A biomolecular object, such as a deoxyribonucleic acid (DNA), a ribonucleic acid (RNA) or a protein molecule, is made up of a long chain of subunits. A protein is represented as a sequence made from 20 different amino acids, each represented as a letter. There are a vast number of ways in which similar structural domains can be generated in proteins by different amino acid sequences. By contrast, the structure of DNA, made up of only four different nucleotide building blocks that occur in two pairs, is relatively simple, regular, and predictable.

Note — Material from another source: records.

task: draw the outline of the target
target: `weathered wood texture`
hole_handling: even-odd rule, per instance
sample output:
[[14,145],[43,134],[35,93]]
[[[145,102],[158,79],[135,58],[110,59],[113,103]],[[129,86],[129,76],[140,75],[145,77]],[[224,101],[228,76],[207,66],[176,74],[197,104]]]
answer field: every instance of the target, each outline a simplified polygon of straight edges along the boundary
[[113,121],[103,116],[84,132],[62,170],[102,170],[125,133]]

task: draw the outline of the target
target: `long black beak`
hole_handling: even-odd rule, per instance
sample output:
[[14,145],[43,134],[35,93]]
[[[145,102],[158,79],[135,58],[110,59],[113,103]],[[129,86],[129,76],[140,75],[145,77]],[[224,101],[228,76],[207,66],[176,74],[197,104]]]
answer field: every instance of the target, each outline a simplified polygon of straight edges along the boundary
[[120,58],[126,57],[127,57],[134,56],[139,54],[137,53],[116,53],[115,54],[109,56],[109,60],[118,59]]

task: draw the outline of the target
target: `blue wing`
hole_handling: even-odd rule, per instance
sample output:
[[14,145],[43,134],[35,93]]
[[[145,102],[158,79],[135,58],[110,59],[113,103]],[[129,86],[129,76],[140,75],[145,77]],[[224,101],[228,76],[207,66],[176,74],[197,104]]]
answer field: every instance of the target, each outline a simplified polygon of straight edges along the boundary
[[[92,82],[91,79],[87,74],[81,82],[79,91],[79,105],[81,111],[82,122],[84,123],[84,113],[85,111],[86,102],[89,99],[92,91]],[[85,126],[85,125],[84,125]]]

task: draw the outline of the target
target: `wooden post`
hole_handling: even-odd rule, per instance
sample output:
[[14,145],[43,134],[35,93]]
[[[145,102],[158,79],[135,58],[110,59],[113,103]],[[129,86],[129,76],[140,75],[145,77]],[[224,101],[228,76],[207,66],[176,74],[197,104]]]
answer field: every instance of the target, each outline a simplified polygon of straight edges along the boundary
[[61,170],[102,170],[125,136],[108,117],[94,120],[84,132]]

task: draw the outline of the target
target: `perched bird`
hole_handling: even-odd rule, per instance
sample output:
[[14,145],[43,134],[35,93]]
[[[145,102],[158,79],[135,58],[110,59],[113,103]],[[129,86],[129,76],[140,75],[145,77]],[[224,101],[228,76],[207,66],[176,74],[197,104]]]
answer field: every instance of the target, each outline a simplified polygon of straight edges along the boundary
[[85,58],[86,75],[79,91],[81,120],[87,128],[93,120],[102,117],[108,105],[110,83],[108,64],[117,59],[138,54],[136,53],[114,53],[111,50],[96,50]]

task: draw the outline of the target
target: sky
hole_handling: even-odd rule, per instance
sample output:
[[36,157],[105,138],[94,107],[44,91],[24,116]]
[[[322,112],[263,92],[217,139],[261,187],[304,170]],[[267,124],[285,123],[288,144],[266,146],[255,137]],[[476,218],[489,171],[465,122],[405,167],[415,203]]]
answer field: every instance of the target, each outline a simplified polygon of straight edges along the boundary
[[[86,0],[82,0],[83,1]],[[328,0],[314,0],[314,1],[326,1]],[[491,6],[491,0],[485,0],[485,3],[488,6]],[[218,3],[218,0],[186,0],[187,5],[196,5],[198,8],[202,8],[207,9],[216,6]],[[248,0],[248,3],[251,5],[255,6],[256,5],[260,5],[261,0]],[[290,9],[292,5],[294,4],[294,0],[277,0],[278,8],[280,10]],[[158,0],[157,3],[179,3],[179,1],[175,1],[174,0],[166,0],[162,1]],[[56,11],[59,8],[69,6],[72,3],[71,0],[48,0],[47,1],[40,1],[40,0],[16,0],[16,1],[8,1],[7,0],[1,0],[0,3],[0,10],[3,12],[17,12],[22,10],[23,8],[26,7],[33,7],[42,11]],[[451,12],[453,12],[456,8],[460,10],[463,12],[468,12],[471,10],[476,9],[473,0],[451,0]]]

Biomolecular sequence alignment/string search is the most important issue and challenging task in many areas of science and information processing. It involves identifying one-to-one correspondences between subunits of different sequences. An efficient algorithm or tool is involved with many important factors, these include the following: Scoring systems, Alignment statistics, Database redundancy and sequence repetitiveness.

Sequence "motifs" are derived from multiple alignments and can be used to examine individual sequences or an entire database for subtle patterns. With motifs, it is sometimes possible to detect distant relationships that may not be demonstrable based on comparisons of primary sequences alone.

A more comprehensive solution to the efficient string search is approached by building a small, representative set of motifs and using this as a screening database with automatic masking of matching query subsequences. This technology is still under development but recent studies indicate that a representative set of only 1,000 - 3,000 sequences may suffice and such a database can be searched in seconds.